Livre serré contre la poitrine, t-shirt et baskets noirs, les cheveux ébouriffés, un jeune homme avance solennellement vers le chœur de la cathédrale de la Dormition-de-la-Mère-de-Dieu de Cluj-Napoca. À l’instar des autres qui l’ont précédé, il se signe et embrasse l'icône centrale puis une relique et enfin une image de la Vierge à l’Enfant. Il s’isole ensuite discrètement dans la pénombre, debout et immobile pendant une dizaine de minutes. « Je viens ici pour m’adresser à Dieu et me déconnecter du reste du monde. Ça m'aide à me sentir mieux mentalement, à me détendre », explique Ovidiu, 18 ans. 

Comme 87 % des jeunes Roumains, Ovidiu est chrétien orthodoxe.

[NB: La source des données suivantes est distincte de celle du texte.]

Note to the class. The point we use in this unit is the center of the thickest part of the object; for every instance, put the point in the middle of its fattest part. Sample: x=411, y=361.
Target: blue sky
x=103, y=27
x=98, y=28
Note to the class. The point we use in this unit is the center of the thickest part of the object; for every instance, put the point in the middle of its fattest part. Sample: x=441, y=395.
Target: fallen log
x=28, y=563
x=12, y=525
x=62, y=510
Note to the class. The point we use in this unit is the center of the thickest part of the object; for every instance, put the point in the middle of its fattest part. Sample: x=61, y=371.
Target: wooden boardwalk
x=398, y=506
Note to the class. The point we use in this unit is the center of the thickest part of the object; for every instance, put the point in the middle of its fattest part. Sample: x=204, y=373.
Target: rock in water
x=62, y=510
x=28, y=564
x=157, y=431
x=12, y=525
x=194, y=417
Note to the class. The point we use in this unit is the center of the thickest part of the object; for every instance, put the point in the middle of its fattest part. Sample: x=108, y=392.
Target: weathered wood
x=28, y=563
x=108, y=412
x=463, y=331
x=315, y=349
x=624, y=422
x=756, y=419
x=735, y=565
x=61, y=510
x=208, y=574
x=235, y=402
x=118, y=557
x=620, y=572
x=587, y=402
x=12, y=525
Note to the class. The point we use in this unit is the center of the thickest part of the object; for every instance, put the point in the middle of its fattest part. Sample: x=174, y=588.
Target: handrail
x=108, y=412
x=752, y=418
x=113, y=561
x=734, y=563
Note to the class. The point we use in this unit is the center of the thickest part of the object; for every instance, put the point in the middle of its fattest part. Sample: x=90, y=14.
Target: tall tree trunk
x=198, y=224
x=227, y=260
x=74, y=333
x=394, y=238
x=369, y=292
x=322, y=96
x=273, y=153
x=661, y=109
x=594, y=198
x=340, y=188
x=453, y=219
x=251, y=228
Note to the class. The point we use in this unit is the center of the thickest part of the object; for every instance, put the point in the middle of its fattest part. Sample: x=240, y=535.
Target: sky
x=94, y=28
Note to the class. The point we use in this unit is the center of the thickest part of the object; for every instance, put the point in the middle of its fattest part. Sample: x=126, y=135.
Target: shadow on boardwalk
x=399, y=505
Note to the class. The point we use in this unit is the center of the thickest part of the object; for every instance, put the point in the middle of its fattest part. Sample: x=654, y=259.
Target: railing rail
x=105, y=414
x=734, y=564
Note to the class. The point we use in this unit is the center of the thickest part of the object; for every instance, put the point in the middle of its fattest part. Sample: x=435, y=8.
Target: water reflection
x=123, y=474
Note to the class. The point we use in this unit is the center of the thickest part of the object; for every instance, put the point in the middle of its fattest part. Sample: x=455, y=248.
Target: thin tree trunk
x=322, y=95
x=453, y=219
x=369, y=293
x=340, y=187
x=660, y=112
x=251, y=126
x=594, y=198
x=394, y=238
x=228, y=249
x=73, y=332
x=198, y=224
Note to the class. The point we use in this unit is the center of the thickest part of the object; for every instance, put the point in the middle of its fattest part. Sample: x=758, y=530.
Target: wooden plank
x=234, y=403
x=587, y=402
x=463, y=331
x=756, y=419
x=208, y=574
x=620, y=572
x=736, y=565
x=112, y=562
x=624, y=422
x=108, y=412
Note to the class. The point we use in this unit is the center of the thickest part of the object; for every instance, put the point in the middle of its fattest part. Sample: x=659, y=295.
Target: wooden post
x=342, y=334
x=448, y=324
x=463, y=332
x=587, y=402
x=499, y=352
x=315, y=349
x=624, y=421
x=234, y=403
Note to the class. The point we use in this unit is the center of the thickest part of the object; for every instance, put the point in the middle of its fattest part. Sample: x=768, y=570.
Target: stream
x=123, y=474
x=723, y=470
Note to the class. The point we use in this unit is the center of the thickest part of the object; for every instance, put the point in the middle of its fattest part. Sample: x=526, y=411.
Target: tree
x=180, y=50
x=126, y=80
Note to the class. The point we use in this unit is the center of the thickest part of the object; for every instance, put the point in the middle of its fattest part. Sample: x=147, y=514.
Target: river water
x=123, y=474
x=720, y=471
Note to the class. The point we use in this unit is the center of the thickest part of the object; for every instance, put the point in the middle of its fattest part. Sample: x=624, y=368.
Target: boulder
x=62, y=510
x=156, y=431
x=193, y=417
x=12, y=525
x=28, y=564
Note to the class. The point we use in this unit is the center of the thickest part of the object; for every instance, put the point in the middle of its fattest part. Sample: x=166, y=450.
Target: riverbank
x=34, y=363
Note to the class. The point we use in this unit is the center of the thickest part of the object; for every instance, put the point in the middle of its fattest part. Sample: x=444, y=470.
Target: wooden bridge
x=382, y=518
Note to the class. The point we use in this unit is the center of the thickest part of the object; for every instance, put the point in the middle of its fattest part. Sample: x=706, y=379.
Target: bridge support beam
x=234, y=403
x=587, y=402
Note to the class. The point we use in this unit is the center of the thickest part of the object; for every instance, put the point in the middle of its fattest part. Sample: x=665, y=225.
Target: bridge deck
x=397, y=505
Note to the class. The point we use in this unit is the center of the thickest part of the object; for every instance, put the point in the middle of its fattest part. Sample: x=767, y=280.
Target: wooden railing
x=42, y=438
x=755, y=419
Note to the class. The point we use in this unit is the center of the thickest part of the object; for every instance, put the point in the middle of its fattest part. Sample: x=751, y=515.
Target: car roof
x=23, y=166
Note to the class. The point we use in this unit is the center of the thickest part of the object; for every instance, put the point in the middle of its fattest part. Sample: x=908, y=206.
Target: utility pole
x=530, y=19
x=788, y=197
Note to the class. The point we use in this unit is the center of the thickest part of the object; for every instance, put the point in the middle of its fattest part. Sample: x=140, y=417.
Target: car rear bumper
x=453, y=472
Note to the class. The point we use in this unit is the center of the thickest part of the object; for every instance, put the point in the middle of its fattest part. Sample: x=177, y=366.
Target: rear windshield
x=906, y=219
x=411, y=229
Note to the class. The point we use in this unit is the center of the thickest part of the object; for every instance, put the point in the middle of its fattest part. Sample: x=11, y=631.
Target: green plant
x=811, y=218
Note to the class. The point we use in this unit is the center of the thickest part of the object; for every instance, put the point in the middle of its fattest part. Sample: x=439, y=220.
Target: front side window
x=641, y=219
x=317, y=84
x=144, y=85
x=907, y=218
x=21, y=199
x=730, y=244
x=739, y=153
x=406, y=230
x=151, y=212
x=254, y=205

Avec ses 16 millions de fidèles sur 19 millions d’habitants, l’Église orthodoxe roumaine, dont la juridiction est indépendante, est omniprésente dans la société. « Elle a participé à la construction de la nation roumaine avant et après la période Ceaușescu et est donc fortement liée à l’identité nationale. Ce qui en fait l’un des pays avec le plus de personnes se déclarant religieuses », constate Dani Sandu, sociologue à l’Institut universitaire européen.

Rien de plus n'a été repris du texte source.